Just so you know, I also found a site (Antique Gas Stoves) that does not recommend using valve cream.  Instead, they recommend having the valves professionally rebuilt.  Of course they offer these rebuilding services.  I carefully inspected my valves and determined that they were not damaged so I decided to give the valve cream a try.  I will fully test the valves before I allow my daughter to use the stove.

After applying the valve cream and reassembling the valves they worked as smooth as silk.  When I test the stove later, I'll see if the valves have any leakage.

Next, I went to work on the pilot light assembly.  When I first purchased the stove I noticed that in addition to the gas valves there was a small button on the front of the stove.  I pushed it but it didn't seem to move and I couldn't figure out what it was for.  
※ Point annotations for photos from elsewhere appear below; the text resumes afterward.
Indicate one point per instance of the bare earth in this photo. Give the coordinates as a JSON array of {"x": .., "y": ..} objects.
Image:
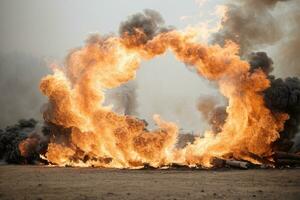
[{"x": 40, "y": 182}]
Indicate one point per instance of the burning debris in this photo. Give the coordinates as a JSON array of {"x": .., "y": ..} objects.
[
  {"x": 20, "y": 144},
  {"x": 81, "y": 131}
]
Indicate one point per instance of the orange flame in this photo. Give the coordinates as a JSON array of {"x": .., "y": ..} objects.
[{"x": 100, "y": 137}]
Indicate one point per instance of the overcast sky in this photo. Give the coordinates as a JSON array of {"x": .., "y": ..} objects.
[{"x": 48, "y": 29}]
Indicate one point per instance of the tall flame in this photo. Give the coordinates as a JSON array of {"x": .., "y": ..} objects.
[{"x": 87, "y": 133}]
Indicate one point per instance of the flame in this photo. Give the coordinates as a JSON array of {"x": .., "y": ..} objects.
[{"x": 89, "y": 134}]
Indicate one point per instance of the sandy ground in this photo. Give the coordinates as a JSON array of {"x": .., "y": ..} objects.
[{"x": 40, "y": 182}]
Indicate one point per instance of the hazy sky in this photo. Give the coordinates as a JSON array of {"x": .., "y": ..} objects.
[{"x": 48, "y": 29}]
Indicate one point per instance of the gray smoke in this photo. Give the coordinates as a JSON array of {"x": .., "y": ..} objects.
[
  {"x": 124, "y": 99},
  {"x": 283, "y": 95},
  {"x": 28, "y": 133},
  {"x": 254, "y": 24},
  {"x": 251, "y": 24},
  {"x": 213, "y": 112},
  {"x": 149, "y": 22},
  {"x": 20, "y": 75}
]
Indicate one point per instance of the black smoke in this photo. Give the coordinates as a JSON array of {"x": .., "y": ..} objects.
[
  {"x": 23, "y": 133},
  {"x": 149, "y": 23},
  {"x": 283, "y": 96}
]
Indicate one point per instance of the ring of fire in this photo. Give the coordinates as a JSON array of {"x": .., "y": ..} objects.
[{"x": 86, "y": 133}]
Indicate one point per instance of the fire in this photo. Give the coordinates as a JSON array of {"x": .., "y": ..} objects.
[{"x": 87, "y": 133}]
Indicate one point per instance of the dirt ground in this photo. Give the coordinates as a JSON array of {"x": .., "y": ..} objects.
[{"x": 40, "y": 182}]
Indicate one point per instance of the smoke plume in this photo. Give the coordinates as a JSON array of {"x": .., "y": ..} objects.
[
  {"x": 253, "y": 24},
  {"x": 22, "y": 143},
  {"x": 20, "y": 96},
  {"x": 212, "y": 112},
  {"x": 124, "y": 99},
  {"x": 144, "y": 25}
]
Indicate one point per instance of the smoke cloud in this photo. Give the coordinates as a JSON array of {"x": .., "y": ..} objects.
[
  {"x": 212, "y": 112},
  {"x": 124, "y": 99},
  {"x": 20, "y": 75},
  {"x": 253, "y": 25},
  {"x": 149, "y": 23}
]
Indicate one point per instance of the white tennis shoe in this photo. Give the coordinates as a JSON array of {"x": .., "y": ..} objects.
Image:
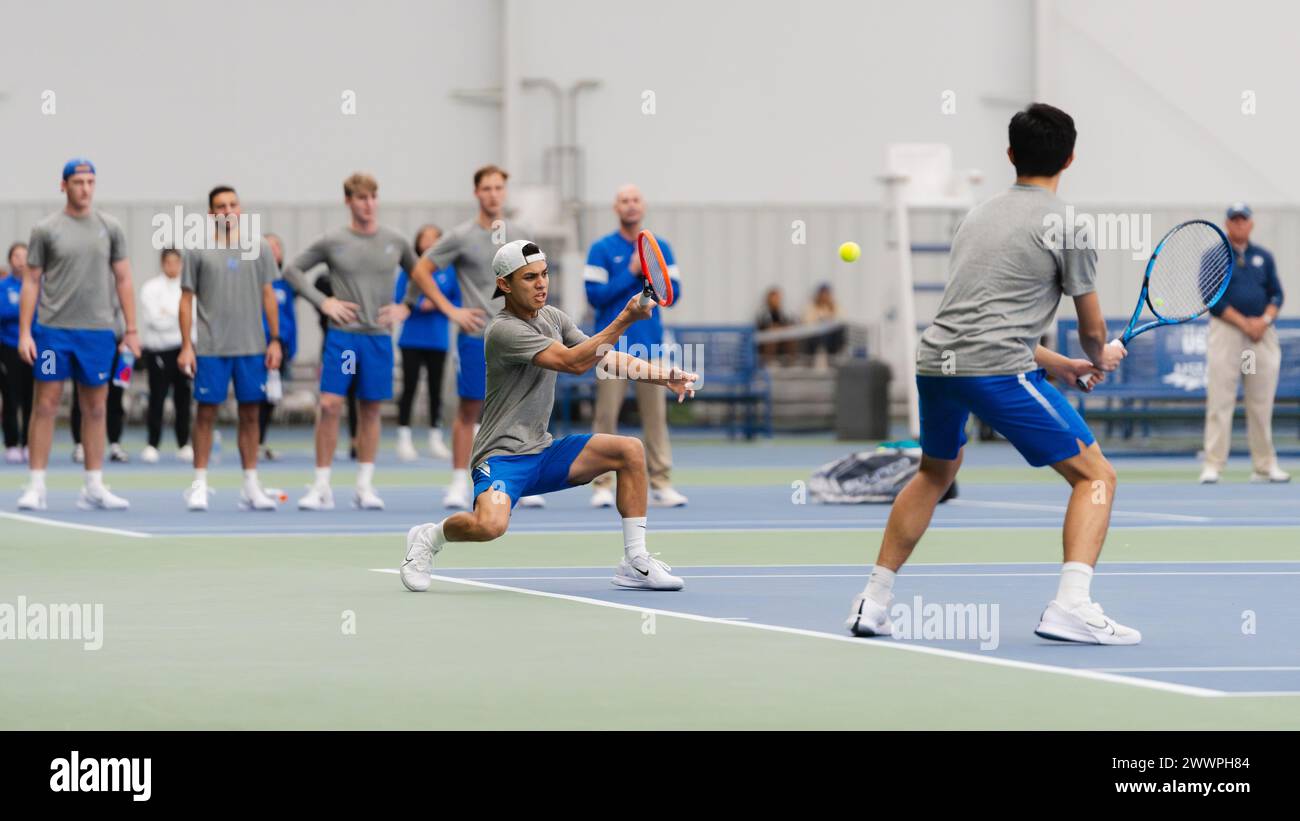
[
  {"x": 416, "y": 568},
  {"x": 1086, "y": 624},
  {"x": 645, "y": 572},
  {"x": 102, "y": 500},
  {"x": 869, "y": 617}
]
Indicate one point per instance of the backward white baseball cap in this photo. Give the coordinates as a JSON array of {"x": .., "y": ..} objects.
[{"x": 512, "y": 256}]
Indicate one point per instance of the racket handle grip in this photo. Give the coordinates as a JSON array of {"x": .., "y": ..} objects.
[{"x": 1086, "y": 382}]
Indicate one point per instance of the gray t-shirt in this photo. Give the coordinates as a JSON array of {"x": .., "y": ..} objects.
[
  {"x": 76, "y": 256},
  {"x": 362, "y": 269},
  {"x": 228, "y": 289},
  {"x": 471, "y": 247},
  {"x": 520, "y": 395},
  {"x": 1005, "y": 281}
]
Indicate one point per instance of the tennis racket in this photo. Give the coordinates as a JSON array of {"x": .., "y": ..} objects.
[
  {"x": 654, "y": 270},
  {"x": 1186, "y": 276}
]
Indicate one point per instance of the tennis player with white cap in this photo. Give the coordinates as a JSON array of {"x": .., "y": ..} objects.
[{"x": 527, "y": 343}]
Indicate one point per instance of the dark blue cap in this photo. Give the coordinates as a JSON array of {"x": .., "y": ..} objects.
[{"x": 78, "y": 165}]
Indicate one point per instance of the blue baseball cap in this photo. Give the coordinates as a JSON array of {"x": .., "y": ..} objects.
[{"x": 78, "y": 165}]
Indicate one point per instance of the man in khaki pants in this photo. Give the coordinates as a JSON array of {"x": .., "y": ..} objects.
[
  {"x": 1243, "y": 344},
  {"x": 612, "y": 276}
]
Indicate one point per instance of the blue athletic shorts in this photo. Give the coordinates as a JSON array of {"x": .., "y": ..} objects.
[
  {"x": 85, "y": 356},
  {"x": 531, "y": 474},
  {"x": 365, "y": 359},
  {"x": 472, "y": 370},
  {"x": 213, "y": 373},
  {"x": 1025, "y": 408}
]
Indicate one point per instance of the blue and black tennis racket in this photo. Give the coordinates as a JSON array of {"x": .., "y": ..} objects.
[{"x": 1186, "y": 276}]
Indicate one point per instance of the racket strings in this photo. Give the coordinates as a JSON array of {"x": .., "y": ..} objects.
[{"x": 1188, "y": 272}]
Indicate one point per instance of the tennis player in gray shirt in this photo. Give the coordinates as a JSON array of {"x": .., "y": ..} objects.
[
  {"x": 233, "y": 295},
  {"x": 1006, "y": 276},
  {"x": 527, "y": 344},
  {"x": 76, "y": 261},
  {"x": 469, "y": 247},
  {"x": 363, "y": 261}
]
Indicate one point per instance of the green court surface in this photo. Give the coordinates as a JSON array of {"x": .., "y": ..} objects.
[{"x": 252, "y": 633}]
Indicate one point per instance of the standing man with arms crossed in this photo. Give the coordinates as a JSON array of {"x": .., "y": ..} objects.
[
  {"x": 76, "y": 261},
  {"x": 614, "y": 276},
  {"x": 982, "y": 355},
  {"x": 527, "y": 344},
  {"x": 233, "y": 294},
  {"x": 469, "y": 247},
  {"x": 363, "y": 261},
  {"x": 1243, "y": 321}
]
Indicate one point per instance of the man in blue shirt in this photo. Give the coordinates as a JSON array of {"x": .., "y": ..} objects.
[
  {"x": 1242, "y": 322},
  {"x": 285, "y": 298},
  {"x": 14, "y": 374},
  {"x": 612, "y": 277}
]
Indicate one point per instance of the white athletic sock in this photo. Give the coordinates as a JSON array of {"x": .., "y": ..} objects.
[
  {"x": 880, "y": 585},
  {"x": 635, "y": 535},
  {"x": 1075, "y": 583},
  {"x": 364, "y": 474}
]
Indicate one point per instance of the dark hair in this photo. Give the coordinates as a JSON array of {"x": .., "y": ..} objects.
[
  {"x": 213, "y": 194},
  {"x": 489, "y": 169},
  {"x": 1041, "y": 139},
  {"x": 419, "y": 231}
]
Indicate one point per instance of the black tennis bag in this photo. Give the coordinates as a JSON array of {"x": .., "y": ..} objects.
[{"x": 867, "y": 477}]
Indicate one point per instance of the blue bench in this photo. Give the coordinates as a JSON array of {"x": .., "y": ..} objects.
[
  {"x": 726, "y": 356},
  {"x": 1164, "y": 376}
]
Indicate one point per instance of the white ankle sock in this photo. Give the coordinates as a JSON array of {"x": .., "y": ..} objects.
[
  {"x": 635, "y": 535},
  {"x": 880, "y": 585},
  {"x": 364, "y": 474},
  {"x": 1075, "y": 583}
]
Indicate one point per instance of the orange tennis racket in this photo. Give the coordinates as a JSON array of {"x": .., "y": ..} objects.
[{"x": 654, "y": 270}]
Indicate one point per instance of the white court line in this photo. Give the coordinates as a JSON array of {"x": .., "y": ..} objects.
[
  {"x": 1025, "y": 505},
  {"x": 55, "y": 522},
  {"x": 1209, "y": 669},
  {"x": 858, "y": 576},
  {"x": 857, "y": 642}
]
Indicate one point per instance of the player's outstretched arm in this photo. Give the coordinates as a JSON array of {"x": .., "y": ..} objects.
[
  {"x": 584, "y": 356},
  {"x": 623, "y": 365},
  {"x": 1067, "y": 370},
  {"x": 1092, "y": 334}
]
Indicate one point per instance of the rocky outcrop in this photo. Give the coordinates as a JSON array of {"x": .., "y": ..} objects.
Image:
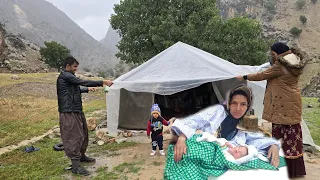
[
  {"x": 19, "y": 55},
  {"x": 39, "y": 21}
]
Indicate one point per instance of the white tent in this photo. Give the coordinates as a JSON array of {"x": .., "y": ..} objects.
[{"x": 178, "y": 68}]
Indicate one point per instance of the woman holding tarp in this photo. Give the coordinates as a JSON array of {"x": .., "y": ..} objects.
[{"x": 283, "y": 103}]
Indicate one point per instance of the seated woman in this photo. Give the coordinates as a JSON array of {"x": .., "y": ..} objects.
[{"x": 224, "y": 117}]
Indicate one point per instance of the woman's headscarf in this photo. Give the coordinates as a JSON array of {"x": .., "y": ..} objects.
[
  {"x": 228, "y": 127},
  {"x": 280, "y": 48}
]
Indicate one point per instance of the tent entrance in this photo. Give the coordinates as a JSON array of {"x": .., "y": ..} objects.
[{"x": 186, "y": 102}]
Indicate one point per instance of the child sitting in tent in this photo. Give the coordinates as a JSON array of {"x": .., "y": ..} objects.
[
  {"x": 237, "y": 154},
  {"x": 155, "y": 125}
]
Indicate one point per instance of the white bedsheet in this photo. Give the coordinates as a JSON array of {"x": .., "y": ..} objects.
[{"x": 256, "y": 174}]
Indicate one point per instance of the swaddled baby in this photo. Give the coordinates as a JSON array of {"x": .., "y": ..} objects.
[{"x": 236, "y": 154}]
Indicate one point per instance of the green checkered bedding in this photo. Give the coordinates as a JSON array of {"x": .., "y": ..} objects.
[{"x": 204, "y": 159}]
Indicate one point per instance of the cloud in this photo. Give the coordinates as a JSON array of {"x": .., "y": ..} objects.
[{"x": 91, "y": 15}]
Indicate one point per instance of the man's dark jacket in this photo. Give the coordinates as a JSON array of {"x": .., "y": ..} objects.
[{"x": 69, "y": 91}]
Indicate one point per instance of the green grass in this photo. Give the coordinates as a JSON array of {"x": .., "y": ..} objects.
[
  {"x": 119, "y": 172},
  {"x": 32, "y": 77},
  {"x": 24, "y": 117},
  {"x": 95, "y": 148},
  {"x": 155, "y": 163},
  {"x": 312, "y": 117},
  {"x": 43, "y": 164}
]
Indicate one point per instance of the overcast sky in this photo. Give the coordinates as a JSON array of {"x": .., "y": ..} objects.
[{"x": 90, "y": 15}]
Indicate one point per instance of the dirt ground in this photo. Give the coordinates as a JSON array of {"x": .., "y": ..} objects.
[{"x": 152, "y": 167}]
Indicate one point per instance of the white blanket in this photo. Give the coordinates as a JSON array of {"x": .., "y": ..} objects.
[{"x": 255, "y": 174}]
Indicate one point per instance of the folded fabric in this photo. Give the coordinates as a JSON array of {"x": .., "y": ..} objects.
[
  {"x": 31, "y": 149},
  {"x": 252, "y": 151},
  {"x": 204, "y": 159}
]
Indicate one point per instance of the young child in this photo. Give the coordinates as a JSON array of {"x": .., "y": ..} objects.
[
  {"x": 237, "y": 154},
  {"x": 155, "y": 125}
]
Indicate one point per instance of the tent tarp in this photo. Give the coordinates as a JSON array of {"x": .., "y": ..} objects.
[{"x": 178, "y": 68}]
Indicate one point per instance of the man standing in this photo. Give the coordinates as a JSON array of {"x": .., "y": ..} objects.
[{"x": 73, "y": 125}]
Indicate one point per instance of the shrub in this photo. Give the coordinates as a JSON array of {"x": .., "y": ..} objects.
[
  {"x": 300, "y": 3},
  {"x": 303, "y": 19},
  {"x": 295, "y": 31}
]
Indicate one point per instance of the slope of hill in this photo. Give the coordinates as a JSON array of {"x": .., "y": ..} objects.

Now that I had the stove apart I could see that the button on the front of the stove was actually the end of a rod that pushed against the pilot light valve inside the stove.  When this push button valve is depressed in allows a full flow of gas to go up the pilot light tube and is then diverted to all four top burners.  You simply turn the valve on the desired burner to light it.  This way, you don't need a pilot light for each of the four burners.  I can't wait to give it a try.  The button valve was stuck shut but a little Pre Painting Prep and elbow grease got it to working freely.  I simply blew on the end of the pilot tube while depressing the button to make sure it was working properly.

Now that the gas valve plumbing was done, the only piece of gas plumbing left to do was the plumbing for the oven burner and thermo- stat.  This consisted of the thermo- stat itself, and a small section of pipe that connected the gas valve pipe to a rather strange looking device that resembles an engine manifold.  I removed the surface rust and gunk from the "manifold"  and painted it with high temperature aluminum paint.

The last piece of the gas plumbing left was the thermostat.  According the the literature the Magic Chef stove was the first manufactured stove (at least in the United States) to have a thermo-    stat.  The official name of the therm- ostat is a Lorain Oven Heat Regulator and I guess it was a very welcome departure from stoves that did not have a thermostat to control the oven temperature.  Anyway, I knew enough to know that I wasn't qualified to restore this device.  Fortunately, I found a place on the Internet that  restores old thermostats.  I emailed Unity Stove of Florida to see if they restored my particular model and they replied that they did and gave me an estimate of what it would cost.  It's not cheap, but I decided it was worth the cost, as there was really no alternative.

I now turned my attention to the "user oriented" pieces of the stove -- namely the turn-knobs that are used to turn on the gas.  These turn-knobs are a highly visible part of the stove, and due to their "vintage" design, give the stove much of its appeal.  So, I wanted  them to look as nice as possible.  The turn-knobs consist of a what I assume is a bakelite knob attached to a steel rod.  The steel rod was no problem to restore.  I just painted it with the same high temperature aluminum paint I used on the other parts.  The bakelite knobs presented a little different challenge.   I restored the bakelite knobs using a method I later used when restoring Maych's exterior light lenses.  You can refer to that section if you'd like details on the procedure I used.

The restoration of the other "working" parts of the stove, such as hinges, springs,  brackets, fittings, gas flues, etc. was pretty straight forward and I won't bother to detail their restoration here, other than to say I restored all these parts in the usual manner -- cleaning and painting.

I am now finished with the restoration of the working parts of the stove and I'm ready to start putting the stove back together.  I sure hope I can remember where all the pieces go.